Self-Publishing–To Do or Not to Do–That is the Question:
The authors of Chicken Soup for the Soul received 134 rejections before they decided to self-publish. (Confession: I’ve only read the first one of their hugely popular series.) Similarly, Beatrix Potter had so much trouble trying to get The Tale of Peter Rabbit accepted by an editor, she printed copies for her own family before it was picked up by Frederick Warne. The publisher advised her to do her sketches in colour, rather than black and white, and obviously that was a good move! So if you’ve only approached two or three companies before giving up on the idea of seeing your name in print, keep submitting…or maybe it’s time to consider one of several options available to you today. If you do decide to self-publish, be sure you have an independent editor go through your manuscript first. To find the best resources on self-publishing and e-book publication, click on the link to Jane Friedman’s blog located on the right of the screen. She’s an expert on just about everything to do with the world of digital publishing and marketing, and often invites well-known authors, editors, agents, marketers and others to write guest posts on her blog.
March 19, 2013
ON REJECTION, Continued:
I found a number of quotations online, recently, concerning author rejection letters and well…they made me laugh. (Now you know I have a warped sense of humour!)

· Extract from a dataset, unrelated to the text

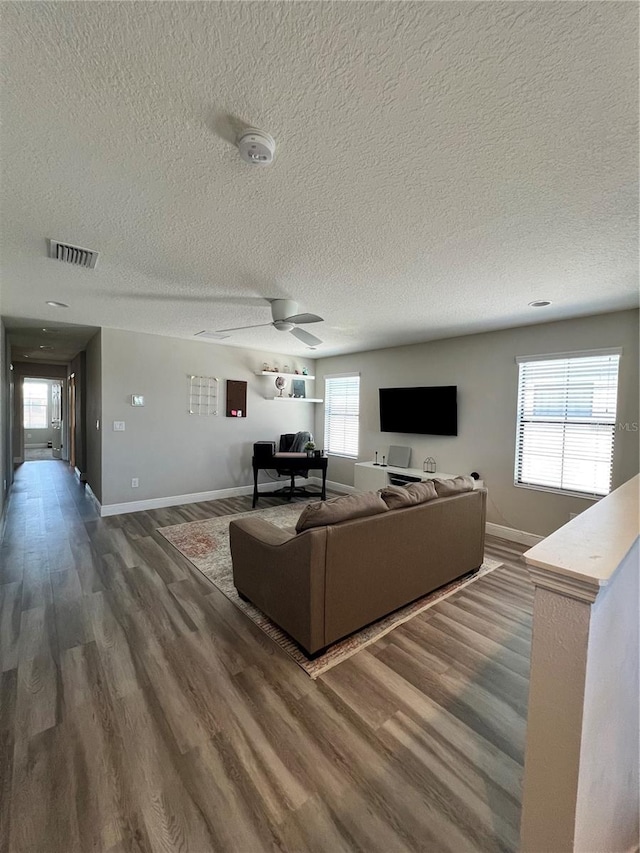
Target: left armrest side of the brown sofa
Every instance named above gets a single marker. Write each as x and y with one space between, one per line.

My favourite one was addressed to Samuel Johnson (the source didn’t know which book the editor was referring to): “Your manuscript is both good and original; but the part that is good is not original, and the part that is original is not good.”
To Stephen King, re: Carrie: “We are not interested in science fiction which deals with negative utopias. They do not sell.” [Negative utopias?!]
To F. Scott Fitzgerald, re: The Great Gatsby: “You’d have a decent book if you’d get rid of that Gatsby character.”